This might be the week I actually buy airfare. Committing to those non-refundable, staggeringly-expensive tickets is quite possibly the scariest part of the journey for me.
At present, I am watching no fewer than eight possible itineraries on Google Flights.
Conventional wisdom holds that the best prices are 171 days from departure from the US to Europe. Sadly, everything took a jump last week while I bit my nails and second-guessed myself. I hope I don’t regret that.
In spite of my nerves, the most amazing generosity has been pouring my way. I don’t have adequate words to describe my feelings about this. Stunned comes close. Humbled too. I’ve wept in astonished gratitude more than once. The faith of supporters in my purpose invites me to trust the Divine plan at work in all of this.
* * *
In quiet moments, I hear two messages about this journey. One of them is a constant companion, my old chattery brain with its hair-trigger worry reflex. It sets off without stopping to take a breath, “What if you’re doing the wrong thing? What if you’re not supposed to go? Don’t you have better things to do with your time and resources? This is ridiculous. Why are you doing this to yourself?” All reasonable concerns.
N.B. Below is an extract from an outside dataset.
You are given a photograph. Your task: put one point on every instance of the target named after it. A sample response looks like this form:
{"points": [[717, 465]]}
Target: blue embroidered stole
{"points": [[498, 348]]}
But. If I pat this hyper messenger on the head and send it off with a cookie, it settles down. Only then can I hear a second one, a truth-telling guide who whispers gentle, one-word messages in basso profundo, “Go.”
“Are you sure?” I ask.
Though I lack a strong conviction about the identity of that messenger, its simple statements make my jaw unclench, my shoulders relax, and my body takes a deep, refreshing breath. This gets my attention.
* * *
Tuesday mid-morning is the best time to buy airfare, so I’ll likely be hovering over the “Purchase” button with sweaty palms this week.
With everything happening in the world right now, I hesitate to ask for prayers when so many suffer and endure extreme uncertainty. My struggle seems so small by comparison. What compels me back to Spain is a calling into deeper relationship with the Divine and to be on the path, both literal and spiritual. With my whole heart, I hope to be a beacon of peace wherever I go.
I’d be grateful if you can send up a flare or a prayer for this one pilgrim’s next step.
7 thoughts on “This might be the week…”
I learnt a long time ago that a trip isn’t happening until the ticket is booked. For me, it’s hard to book a ticket because I go into a whole opportunity cost about time and money, which really is about what ifs and what will people think. I often manage to overcome it but with the cost of anxiety and worry attached. It sounds to me like you are going on this trip. Your normal self is doing what your normal self does. Give yourself the gift of doing this without the attaching anxiety. And if things change and the airfare is non refundable, you know what? You’ll probably find a way to handle it. In times of uncertainty, I think this is the most certain thing you can do. Buen camino!
Yes. Your words resonate so deeply for me. Is *is* the most certain thing, regardless of whether it’s the right one. Maybe “rightness” is an illusion anyway. Buen Camino to you too! ❤
With all that’s happening in the world right now, we need more travelers on journeys of peace and enlightenment like you. Don’t ever under estimate the power of being one small ray of light in a dark world.
Wow. Thank you, Barb. You have no idea how encouraging your words are to me today. ❤
I have no doubt you are on the right path, and that you’ll push through the fear and buy your flight next week because you know it’s the only choice.
I can’t do it either…that final commitment! What if the date is wrong? What if the prices drop a week later? My partner has to buy all the tickets…but in the end things always work out! It was easier in the days when changing a ticket was easy and no extra costs either! Good luck!
Any question that starts with “what if” is usually a red flag! Sometimes we’re too smart for our own good! 🙂 I will say that I feel much better now that I’ve got the tickets and the decision is done. Best wishes to you on your journey!